Increasingly, business-owning families develop family employment policies to help family members understand their relationship to the business. While such policies differ from family to family, several principles maximize results both in business performance and family relationships. These policies not only help the business-owning family, but can also serve to clarify expectations for all employees in the family.
Involving family members in the business can produce positive results. Employees report pride and feeling connected when they work together with family members. Multiple siblings, at their best, can produce a culture of positive peer pressure, where family members seek to cast pride on each other, supporting each other’s success. From the business perspective, successful involvement of multiple members of the owning family is most likely to occur when clear and rigorous employment criteria are in place and when senior management implements clear lines of authority, accountability and regular performance review. Best practices that successful family firms include in their family employment policies include:
- The owning family should not ask others to do what it will not do for itself.

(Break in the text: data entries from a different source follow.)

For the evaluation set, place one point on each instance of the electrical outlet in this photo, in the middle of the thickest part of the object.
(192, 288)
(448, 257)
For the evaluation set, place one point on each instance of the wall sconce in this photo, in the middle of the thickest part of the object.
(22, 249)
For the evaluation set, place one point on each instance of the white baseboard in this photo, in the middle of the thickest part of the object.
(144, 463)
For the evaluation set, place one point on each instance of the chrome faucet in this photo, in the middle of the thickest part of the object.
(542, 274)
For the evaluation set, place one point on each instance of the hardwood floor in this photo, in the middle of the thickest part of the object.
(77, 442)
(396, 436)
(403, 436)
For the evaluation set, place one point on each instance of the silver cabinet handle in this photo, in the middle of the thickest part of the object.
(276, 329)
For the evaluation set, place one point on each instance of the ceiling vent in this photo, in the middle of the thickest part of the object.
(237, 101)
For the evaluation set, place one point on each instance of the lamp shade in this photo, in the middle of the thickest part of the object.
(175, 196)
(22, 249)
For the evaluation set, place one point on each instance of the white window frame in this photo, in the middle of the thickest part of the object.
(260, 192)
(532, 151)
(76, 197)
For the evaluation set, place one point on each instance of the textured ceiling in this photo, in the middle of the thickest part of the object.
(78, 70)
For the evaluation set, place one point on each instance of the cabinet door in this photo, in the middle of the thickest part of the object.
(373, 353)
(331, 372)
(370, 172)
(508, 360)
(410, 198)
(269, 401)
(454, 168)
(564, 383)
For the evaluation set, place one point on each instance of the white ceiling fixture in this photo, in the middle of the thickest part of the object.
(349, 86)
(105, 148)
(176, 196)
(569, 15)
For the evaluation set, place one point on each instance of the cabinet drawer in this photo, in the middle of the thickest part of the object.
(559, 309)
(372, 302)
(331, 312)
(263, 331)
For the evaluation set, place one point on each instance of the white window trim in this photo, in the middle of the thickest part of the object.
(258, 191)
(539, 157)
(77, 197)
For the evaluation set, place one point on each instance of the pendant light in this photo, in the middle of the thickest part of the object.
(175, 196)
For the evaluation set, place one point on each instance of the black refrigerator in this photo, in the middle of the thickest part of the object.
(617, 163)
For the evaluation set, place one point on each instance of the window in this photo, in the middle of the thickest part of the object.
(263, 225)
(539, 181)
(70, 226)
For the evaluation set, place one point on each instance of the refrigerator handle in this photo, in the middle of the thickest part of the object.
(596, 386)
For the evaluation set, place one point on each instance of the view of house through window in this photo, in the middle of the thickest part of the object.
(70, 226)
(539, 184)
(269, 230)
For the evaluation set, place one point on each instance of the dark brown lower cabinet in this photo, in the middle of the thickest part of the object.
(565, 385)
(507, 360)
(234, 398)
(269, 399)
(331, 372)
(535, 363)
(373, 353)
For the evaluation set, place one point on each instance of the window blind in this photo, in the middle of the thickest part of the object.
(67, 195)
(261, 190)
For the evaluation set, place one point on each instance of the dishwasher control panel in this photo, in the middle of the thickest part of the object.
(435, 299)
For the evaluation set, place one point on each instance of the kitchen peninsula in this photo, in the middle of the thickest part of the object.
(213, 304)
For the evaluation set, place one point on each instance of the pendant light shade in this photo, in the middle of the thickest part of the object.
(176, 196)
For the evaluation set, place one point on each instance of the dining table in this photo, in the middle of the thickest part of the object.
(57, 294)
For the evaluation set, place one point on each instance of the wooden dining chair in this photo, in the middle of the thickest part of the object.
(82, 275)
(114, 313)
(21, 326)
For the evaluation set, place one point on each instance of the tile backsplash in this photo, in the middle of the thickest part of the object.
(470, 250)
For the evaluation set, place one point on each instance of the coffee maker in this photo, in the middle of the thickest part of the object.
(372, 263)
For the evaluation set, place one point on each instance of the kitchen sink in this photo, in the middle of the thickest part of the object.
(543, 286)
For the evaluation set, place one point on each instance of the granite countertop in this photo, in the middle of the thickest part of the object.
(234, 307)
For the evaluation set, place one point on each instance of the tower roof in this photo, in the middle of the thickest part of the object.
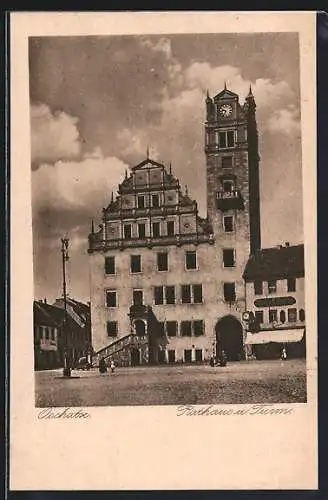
(225, 94)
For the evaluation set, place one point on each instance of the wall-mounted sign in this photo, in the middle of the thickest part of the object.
(275, 302)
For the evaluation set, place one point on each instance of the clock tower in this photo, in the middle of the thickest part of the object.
(233, 200)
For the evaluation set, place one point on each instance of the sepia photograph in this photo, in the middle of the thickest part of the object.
(167, 219)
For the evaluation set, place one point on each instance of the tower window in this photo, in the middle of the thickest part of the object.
(228, 223)
(127, 231)
(137, 297)
(142, 230)
(227, 139)
(135, 263)
(258, 287)
(111, 298)
(291, 285)
(162, 261)
(229, 291)
(227, 162)
(272, 286)
(273, 315)
(171, 328)
(170, 228)
(156, 229)
(141, 202)
(112, 328)
(191, 260)
(155, 200)
(110, 265)
(228, 257)
(292, 315)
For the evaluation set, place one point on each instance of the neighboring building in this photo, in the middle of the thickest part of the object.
(274, 281)
(164, 273)
(52, 339)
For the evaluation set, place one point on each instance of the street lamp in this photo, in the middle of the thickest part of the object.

- Family members are subject to defined expectations for education and outside work experience before joining the firm on a full-time basis.
- Family members do not report to anyone who is related to them by blood or marriage.
- Compensation levels are based on “market” value.
- Regular performance review practices, such as 360-degree feedback, are used to assure proper feedback.
- Measurable goals are established, based on feedback to be used in future performance evaluations.
Even the best policies may not address all possible scenarios when it comes to employing multiple family members within a firm. Should exceptions be made for purposes of management succession? Must a sibling leave the department when a sister or brother work together and one is being promoted to a supervisory position over the other? How are these decisions made?
Some family businesses create a Family Employment Committee that reviews personnel decisions regarding all employed family owners and any employee related by blood or marriage. The committee can convene as needed, and can either be advisory in nature, or be given the power to review and modify decisions. The committee’s membership may include an employed family owner or two, one or two senior non-family employees who are above family politics, a family owner not employed in the company, and an outside board member. Another approach would be to create a special “ombudsman” office that coaches and assists in resolving family employment scenarios, such as those described above.
Employing multiple family members can be a source of strength and enjoyment, if expectations are clearly established among those involved. Our experience clearly demonstrates that recognize this need for clarity, and implement positive practices, will find it less problematic managing family members and their relationship in the business.